Equation: x^2+y^2 =2x +4y. Given that dy/dt =6, find dx/dt when (x,y) = (1+√2,2+√3).
To find dx/dt, we need to differentiate both sides of the equation x^2 + y^2 = 2x + 4y implicitly with respect to t (time), using the chain rule.

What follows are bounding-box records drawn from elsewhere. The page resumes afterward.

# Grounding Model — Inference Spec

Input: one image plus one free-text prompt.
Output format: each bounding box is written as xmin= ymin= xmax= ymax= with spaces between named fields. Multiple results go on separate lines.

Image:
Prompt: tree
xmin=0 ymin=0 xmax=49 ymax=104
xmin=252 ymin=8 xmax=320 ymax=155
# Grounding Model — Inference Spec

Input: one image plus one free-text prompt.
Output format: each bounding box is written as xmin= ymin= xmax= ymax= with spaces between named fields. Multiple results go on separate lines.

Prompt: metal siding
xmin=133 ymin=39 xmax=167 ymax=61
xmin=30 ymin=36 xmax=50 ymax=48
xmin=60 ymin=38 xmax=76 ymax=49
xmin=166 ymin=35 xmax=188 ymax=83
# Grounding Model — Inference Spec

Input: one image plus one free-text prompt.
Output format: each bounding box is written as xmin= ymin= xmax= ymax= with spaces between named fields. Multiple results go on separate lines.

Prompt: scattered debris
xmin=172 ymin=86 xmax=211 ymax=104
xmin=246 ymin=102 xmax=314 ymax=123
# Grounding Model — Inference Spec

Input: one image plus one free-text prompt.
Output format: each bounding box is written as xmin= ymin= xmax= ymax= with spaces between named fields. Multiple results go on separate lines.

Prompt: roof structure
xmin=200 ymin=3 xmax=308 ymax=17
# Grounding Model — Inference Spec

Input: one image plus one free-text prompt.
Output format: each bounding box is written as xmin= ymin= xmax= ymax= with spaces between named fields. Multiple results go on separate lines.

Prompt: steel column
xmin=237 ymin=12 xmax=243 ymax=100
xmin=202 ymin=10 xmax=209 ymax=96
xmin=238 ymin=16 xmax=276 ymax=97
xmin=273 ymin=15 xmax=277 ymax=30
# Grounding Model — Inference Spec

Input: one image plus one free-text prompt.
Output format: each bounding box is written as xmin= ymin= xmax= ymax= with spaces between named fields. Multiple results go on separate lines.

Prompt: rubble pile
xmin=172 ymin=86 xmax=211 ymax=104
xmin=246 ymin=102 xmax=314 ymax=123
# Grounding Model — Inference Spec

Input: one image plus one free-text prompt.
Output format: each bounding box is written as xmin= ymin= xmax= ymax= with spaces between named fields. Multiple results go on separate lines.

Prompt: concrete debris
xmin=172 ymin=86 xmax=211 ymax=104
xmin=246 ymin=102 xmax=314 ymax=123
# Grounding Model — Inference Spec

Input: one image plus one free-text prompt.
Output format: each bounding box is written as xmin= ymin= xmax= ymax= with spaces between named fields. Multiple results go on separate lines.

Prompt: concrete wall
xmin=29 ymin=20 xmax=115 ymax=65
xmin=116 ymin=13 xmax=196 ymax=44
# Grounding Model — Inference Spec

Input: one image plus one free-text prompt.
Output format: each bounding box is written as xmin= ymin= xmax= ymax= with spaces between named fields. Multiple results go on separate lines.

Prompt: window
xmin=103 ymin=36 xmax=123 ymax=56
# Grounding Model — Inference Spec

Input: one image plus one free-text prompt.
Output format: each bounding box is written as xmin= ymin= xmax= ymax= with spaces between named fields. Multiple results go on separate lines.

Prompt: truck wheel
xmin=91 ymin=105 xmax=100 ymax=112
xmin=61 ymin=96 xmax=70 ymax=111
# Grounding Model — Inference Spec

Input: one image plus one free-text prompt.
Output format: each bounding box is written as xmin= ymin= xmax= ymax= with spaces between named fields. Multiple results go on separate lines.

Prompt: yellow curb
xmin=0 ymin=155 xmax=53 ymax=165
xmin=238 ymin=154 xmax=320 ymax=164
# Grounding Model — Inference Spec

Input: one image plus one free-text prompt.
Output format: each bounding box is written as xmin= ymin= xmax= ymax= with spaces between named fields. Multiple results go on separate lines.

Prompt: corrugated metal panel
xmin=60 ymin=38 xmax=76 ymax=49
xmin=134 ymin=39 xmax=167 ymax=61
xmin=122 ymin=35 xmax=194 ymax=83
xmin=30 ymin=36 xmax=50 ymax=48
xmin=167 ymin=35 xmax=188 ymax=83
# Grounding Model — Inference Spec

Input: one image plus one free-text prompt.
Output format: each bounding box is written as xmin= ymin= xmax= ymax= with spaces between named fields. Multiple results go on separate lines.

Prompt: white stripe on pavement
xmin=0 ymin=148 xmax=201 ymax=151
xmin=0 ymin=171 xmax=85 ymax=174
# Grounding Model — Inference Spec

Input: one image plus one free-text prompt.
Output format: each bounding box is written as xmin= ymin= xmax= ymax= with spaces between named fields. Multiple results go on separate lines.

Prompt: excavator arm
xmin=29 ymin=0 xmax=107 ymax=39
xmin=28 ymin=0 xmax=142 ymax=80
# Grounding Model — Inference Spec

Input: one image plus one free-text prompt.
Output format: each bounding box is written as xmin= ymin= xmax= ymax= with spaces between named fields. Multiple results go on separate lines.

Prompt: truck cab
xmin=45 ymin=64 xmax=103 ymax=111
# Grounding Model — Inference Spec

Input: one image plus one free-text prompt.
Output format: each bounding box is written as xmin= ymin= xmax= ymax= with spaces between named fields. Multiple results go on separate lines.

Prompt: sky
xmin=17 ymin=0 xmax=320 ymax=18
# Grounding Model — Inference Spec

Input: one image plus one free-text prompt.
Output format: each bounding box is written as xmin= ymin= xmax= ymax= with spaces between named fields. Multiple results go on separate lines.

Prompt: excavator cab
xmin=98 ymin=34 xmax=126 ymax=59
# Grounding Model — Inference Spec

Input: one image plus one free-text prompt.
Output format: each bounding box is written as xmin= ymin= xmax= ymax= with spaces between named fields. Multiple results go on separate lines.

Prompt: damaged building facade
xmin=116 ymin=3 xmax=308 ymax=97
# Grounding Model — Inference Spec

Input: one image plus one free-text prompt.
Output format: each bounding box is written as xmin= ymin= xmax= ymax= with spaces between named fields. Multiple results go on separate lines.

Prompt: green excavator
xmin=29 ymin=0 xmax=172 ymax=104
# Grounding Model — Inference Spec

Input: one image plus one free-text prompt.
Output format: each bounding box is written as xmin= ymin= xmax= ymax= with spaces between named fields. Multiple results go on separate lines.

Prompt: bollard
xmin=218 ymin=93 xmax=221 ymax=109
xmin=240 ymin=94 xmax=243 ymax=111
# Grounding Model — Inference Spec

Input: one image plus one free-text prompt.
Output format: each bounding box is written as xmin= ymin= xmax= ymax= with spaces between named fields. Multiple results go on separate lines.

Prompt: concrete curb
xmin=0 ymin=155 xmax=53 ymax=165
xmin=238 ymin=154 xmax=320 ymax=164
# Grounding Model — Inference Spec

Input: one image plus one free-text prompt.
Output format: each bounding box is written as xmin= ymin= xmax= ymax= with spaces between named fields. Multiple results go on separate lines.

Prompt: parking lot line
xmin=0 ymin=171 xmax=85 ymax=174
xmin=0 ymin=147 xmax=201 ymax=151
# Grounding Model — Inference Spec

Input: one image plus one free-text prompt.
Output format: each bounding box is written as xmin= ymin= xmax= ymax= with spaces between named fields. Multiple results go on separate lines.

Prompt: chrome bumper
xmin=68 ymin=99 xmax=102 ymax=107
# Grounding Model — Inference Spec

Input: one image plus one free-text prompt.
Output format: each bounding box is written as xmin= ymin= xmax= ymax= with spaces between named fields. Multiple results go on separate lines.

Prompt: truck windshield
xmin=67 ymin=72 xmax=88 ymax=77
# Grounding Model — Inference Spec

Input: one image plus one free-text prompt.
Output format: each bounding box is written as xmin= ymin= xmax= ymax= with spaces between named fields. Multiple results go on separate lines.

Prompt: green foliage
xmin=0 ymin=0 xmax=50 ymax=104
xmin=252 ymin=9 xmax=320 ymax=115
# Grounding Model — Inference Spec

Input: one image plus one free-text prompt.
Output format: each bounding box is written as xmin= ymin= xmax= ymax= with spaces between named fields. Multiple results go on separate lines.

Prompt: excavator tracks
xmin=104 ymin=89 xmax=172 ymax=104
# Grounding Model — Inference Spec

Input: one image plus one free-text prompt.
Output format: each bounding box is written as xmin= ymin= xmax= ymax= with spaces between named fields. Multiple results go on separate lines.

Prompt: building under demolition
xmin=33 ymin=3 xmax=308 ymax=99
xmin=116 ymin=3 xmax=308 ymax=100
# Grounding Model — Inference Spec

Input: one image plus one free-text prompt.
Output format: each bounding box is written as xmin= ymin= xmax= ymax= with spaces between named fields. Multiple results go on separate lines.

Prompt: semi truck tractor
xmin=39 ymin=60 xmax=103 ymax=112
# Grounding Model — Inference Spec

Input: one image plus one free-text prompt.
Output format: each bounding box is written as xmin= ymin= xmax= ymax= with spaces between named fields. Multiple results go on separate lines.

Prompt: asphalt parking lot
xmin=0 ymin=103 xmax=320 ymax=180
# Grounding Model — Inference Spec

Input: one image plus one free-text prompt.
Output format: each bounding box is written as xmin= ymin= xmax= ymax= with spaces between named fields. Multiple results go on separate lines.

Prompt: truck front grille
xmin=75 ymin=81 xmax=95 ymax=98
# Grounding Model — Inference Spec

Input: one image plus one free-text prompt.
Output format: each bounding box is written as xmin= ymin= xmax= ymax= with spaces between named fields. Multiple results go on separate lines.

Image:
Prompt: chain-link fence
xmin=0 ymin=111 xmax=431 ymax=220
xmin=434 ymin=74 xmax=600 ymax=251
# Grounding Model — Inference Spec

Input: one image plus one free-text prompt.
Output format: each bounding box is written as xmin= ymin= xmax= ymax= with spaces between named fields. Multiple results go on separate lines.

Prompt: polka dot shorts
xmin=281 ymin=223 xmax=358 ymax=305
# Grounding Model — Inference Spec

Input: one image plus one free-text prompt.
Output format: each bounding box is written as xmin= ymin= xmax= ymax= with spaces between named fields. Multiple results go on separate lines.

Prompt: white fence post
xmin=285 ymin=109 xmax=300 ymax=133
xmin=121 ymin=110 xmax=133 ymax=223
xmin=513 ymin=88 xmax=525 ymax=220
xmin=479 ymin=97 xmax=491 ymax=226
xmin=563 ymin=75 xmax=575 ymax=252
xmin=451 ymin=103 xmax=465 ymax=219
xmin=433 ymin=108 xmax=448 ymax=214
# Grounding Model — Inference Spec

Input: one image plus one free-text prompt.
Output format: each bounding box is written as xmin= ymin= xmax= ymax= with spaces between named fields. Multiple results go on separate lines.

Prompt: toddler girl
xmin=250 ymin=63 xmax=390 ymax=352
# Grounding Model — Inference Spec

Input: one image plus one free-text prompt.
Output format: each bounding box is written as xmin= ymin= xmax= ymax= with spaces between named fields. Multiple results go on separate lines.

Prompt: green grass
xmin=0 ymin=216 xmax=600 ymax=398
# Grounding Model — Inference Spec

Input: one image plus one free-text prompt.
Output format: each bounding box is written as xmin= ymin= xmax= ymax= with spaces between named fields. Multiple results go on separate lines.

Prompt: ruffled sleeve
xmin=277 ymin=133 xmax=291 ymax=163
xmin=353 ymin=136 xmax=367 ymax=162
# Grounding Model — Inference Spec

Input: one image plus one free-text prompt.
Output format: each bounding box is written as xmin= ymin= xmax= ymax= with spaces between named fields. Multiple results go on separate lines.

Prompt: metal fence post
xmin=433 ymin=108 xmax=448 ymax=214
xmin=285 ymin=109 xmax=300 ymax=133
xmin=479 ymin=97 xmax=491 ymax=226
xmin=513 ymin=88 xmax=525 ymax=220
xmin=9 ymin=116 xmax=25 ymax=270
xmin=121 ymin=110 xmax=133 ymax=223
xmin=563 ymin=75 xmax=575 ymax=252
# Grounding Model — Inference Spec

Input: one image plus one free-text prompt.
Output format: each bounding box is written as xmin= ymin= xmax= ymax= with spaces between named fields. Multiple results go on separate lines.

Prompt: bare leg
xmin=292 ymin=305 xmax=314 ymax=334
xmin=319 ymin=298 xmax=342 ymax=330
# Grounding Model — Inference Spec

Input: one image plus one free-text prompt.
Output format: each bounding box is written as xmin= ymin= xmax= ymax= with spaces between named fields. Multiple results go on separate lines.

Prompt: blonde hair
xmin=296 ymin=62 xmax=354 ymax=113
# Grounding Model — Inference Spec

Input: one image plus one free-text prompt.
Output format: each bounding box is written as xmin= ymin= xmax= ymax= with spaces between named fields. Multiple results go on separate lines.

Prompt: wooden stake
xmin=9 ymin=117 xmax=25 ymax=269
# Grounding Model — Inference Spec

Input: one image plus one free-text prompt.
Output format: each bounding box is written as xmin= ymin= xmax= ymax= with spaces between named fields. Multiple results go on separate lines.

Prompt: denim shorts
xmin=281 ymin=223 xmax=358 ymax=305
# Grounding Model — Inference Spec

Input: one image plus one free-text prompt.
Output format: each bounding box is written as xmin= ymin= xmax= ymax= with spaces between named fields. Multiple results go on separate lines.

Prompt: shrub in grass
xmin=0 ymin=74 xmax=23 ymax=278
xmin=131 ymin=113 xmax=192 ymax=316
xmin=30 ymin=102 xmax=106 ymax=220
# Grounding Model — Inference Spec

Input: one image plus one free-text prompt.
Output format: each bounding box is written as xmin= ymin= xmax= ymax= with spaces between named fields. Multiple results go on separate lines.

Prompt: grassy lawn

Step 1: Differentiate both sides of the equation with respect to t:
d/dt (x^2 + y^2) = d/dt (2x + 4y)
Step 2: Use the chain rule on each term:
2x * dx/dt + 2y * dy/dt = 2 * dx/dt + 4 * dy/dt
Step 3: Substitute the given values to the equation:
2(1+√2) * dx/dt + 2(2+√3) * 6 = 2 * dx/dt + 4 * 6
Step 4: Simplify the equation:
2√2 * dx/dt + 4√3 = 2 * dx/dt + 24
Step 5: Move all terms containing dx/dt to one side of the equation:
2√2 * dx/dt - 2 * dx/dt = 24 - 4√3
Step 6: Combine like terms:
(2√2 - 2) * dx/dt = 24 - 4√3
Step 7: Divide both sides by (2√2 - 2) to isolate dx/dt:
dx/dt = (24 - 4√3) / (2√2 - 2)
So, dx/dt is equal to (24 - 4√3) / (2√2 - 2) when (x, y) = (1+√2, 2+√3).